Viviamo in una società, ossessionata dalla logica del controllo del proprio corpo

Senza girarci intorno, l’ideologia dominante nella nostra società, è sempre più ossessionata dal mito della bellezza a tutti i costi.

Perché è così difficile accettare la vulnerabilità umana? Perché è sempre più difficile accettarsi così come siamo? E mi riferisco, più propriamente alle difficoltà ad amarsi partendo dall’accettazione del proprio corpo.

Le immagini pubblicitarie, i videoclip su YouTube, continuano a spettacolarizzare corpi perfetti. Attori, influencer e persone comuni ogni giorno esibiscono la propria fisicità.

Ho come impressione, che, mostrare un corpo curato, capace di difendersi dai segni del tempo diventa la prova di chi vuole esibire al proprio pubblico la sua capacità di tenere sotto controllo la propria vita. Proteggersi dal tempo che passa, curare il proprio corpo, significa valorizzarlo e prendersene cura.  E quindi se vado in palestra, se corro 1 h al giorno, ho come impressione di prendere per mano la mia vita. Il mio corpo curato è sinonimo di bellezza e attribuisce valore alla mia persona. Ne siamo sicuri? Funziona, proprio così?

L’essere attraenti, per molti è una vera e propria ossessione, la quintessenza della perfezione è l’illusione del sentirsi amati e ben visti dagli altri. Ci lasciamo abbindolare dal sentirsi amati se accettati. Ma la domanda da porsi a questo punto, è la seguente: Per chi lo fai? Per te stesso o per gli altri?

Anche se tutti, mi continuano a dire: “devi essere te stesso”, “devi fare solo quello che ti senti di fare”. Queste massime restano tali quando poi mi sento inadeguato davanti allo specchio. Diciamocela tutta, al di fuori di metafora: se la mia panza cresce, ed i miei muscoli diventano sempre più mollicci. Ho un maledetto senso di frustrazione. Ci vuole poco ad incontrare chi mi ricorderà che la bellezza è il mio valore. Più sei bello, più ti senti accettato. La bellezza significa magrezza. E di conseguenza, la retorica del “devi essere te stesso, devi piacere a te stesso” va a farsi fottere. Lì fuori, i messaggi, le immagini ci dicono il contrario. Siamo bombardarti, da mille vocine nascoste, che continuano a ripeterci: “Sei responsabile del tuo corpo, il tuo corpo deve essere pesato e controllato”.

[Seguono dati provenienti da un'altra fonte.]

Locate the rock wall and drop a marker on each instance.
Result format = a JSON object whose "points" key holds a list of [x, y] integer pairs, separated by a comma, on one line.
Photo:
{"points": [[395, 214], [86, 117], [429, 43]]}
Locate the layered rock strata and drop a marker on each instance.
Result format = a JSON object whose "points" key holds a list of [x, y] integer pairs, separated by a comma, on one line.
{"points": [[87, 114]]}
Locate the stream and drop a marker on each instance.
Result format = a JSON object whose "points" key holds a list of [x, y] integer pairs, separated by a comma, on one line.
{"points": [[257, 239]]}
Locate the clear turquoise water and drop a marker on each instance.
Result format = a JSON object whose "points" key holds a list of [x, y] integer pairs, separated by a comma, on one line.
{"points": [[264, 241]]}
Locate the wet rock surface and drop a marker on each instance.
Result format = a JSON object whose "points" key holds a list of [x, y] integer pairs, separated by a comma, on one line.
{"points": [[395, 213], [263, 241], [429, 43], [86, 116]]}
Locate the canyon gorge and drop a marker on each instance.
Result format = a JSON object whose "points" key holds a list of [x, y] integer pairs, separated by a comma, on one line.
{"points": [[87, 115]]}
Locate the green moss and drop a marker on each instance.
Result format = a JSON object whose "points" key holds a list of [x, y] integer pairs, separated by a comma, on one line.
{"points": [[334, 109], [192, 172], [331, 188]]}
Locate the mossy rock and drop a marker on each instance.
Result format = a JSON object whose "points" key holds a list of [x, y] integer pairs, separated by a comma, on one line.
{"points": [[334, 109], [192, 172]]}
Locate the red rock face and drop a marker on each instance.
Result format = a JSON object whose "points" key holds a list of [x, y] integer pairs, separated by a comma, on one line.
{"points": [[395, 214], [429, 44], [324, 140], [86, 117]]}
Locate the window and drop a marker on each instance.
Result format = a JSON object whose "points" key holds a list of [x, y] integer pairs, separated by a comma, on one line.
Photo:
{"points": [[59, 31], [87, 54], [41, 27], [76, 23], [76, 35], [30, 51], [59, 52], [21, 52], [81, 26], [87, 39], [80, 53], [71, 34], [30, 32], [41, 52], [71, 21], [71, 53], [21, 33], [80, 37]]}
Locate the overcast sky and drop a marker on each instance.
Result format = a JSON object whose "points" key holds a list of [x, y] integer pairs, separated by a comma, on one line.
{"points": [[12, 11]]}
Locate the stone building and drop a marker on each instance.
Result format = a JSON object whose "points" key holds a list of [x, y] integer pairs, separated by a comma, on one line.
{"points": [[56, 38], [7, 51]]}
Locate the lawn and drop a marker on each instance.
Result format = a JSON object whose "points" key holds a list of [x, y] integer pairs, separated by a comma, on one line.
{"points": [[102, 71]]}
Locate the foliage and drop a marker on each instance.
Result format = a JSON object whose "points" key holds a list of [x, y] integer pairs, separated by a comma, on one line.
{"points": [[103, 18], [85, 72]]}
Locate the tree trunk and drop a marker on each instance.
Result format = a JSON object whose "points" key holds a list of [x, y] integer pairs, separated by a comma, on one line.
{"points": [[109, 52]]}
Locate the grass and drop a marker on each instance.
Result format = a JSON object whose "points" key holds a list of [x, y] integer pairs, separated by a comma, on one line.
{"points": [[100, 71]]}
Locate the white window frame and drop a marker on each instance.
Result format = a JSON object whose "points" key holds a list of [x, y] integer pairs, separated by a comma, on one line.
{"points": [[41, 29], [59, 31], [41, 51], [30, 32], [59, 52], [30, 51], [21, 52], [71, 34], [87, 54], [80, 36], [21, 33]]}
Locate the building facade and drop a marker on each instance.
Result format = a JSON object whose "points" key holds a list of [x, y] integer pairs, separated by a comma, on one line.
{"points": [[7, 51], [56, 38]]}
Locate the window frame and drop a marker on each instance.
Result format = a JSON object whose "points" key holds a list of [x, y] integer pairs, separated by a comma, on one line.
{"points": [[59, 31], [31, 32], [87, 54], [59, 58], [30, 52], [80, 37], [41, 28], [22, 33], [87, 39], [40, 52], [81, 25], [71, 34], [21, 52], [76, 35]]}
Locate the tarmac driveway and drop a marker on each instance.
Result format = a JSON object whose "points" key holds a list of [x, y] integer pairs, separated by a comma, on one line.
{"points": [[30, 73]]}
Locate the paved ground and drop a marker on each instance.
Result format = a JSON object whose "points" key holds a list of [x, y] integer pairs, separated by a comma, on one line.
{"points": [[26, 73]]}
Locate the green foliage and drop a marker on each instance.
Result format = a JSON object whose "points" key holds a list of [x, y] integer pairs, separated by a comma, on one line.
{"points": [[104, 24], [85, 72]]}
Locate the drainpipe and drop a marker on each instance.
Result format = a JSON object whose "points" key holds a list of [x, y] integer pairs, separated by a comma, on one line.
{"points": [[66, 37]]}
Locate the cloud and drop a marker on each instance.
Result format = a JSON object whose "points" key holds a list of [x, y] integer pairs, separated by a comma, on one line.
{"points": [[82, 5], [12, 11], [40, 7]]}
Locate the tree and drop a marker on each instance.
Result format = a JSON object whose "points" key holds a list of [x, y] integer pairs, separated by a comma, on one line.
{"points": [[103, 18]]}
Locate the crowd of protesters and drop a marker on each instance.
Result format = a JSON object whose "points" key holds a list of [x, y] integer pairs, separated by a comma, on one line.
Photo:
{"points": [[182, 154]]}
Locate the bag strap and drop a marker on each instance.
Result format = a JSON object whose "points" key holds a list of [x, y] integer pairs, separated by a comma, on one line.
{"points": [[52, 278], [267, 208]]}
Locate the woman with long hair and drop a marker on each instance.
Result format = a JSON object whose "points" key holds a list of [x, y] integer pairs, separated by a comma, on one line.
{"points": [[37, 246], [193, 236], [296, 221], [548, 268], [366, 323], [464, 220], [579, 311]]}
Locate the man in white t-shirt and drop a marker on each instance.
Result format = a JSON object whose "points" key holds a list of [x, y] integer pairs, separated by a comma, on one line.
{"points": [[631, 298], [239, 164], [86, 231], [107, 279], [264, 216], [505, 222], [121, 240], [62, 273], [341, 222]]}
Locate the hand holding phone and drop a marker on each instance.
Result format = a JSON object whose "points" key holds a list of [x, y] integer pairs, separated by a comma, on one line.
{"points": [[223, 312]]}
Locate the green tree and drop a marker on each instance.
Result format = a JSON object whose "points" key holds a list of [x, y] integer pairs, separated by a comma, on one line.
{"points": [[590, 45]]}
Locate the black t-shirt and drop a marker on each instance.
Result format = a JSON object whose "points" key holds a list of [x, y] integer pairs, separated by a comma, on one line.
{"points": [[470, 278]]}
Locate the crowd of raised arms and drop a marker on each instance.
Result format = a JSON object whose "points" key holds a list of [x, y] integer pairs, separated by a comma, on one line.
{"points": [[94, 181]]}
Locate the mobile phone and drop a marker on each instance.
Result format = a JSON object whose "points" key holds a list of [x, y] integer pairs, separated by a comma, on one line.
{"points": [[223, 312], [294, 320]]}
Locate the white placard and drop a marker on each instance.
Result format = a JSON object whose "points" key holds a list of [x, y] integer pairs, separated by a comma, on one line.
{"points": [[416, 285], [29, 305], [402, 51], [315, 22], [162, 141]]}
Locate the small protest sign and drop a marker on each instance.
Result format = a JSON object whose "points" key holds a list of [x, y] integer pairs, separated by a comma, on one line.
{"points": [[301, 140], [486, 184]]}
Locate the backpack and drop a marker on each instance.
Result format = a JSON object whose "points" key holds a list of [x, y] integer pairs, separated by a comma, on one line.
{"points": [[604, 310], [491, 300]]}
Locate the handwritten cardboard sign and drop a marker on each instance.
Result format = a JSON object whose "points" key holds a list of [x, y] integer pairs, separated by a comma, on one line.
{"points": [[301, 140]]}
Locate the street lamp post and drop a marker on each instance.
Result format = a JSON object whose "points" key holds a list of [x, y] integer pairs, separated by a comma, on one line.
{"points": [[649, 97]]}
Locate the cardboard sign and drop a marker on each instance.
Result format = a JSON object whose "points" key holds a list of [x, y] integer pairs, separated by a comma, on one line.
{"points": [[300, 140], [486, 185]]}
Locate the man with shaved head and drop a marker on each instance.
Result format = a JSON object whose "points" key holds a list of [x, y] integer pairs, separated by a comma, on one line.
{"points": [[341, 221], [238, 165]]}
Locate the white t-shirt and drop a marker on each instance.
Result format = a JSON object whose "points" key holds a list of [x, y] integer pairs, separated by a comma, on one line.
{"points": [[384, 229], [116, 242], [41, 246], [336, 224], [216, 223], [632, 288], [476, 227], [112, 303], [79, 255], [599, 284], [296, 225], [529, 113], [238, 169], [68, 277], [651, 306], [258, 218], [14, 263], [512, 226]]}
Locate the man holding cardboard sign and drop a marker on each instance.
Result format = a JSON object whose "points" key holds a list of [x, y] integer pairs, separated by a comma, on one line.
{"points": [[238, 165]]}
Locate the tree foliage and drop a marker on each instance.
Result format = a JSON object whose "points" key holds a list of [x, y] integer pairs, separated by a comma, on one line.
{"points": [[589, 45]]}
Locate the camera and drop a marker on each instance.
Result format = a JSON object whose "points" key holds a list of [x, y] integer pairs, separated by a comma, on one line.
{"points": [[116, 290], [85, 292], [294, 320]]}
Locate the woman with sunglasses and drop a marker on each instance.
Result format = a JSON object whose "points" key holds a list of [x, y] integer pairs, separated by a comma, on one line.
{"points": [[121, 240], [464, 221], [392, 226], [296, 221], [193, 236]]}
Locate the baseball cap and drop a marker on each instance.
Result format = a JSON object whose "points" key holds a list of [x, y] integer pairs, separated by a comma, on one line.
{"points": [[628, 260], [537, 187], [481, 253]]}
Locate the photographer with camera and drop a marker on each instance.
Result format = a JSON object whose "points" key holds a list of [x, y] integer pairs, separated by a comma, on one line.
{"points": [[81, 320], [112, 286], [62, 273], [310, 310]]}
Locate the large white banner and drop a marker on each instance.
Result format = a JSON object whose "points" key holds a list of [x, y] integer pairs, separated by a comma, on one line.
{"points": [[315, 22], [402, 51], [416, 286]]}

Oggi: saper vivere, significa sapersi controllare

Oggigiorno, il saper vivere, significa sapersi controllare, il modello di pensiero imperante, impone l’essere bello, sano, desiderabile e sexy. È necessario analizzare e decostruire il tanto decantato concetto di autonomia personale. La sua strumentalizzazione, risiede nel motto : “sei libero di essere quello che desideri”.

Se non lo sei o non lo diventi:1) è colpa tua 2) non ti sei impegnato abbastanza per esserlo.

E alla fine: Che fine ha fatto la Mia libertà di scegliere chi voglio essere?

La conseguenza ultima è la paura di non farcela, di essere sempre un passo indietro, di non rispettare gli standard di bellezza. Infondo, tutti temono inaspettato, ne abbiamo così paura, che siamo pronti ad ogni tipo di controllo sul nostro corpo per neutralizzare ciò che percepiamo pericoloso. I comportamenti compulsivi con i quali cerchiamo di combattere la paura, a volte, generano un’angoscia più grande.

Troppe volte ho sentito dire: “La bellezza non è tutto”. È vero, sono d’accordo. Allo stesso tempo, non possiamo fare finta che avere un corpo attraente, approvato dagli standard egemonici è un privilegio, e rinunciare ai privilegi è sempre difficile.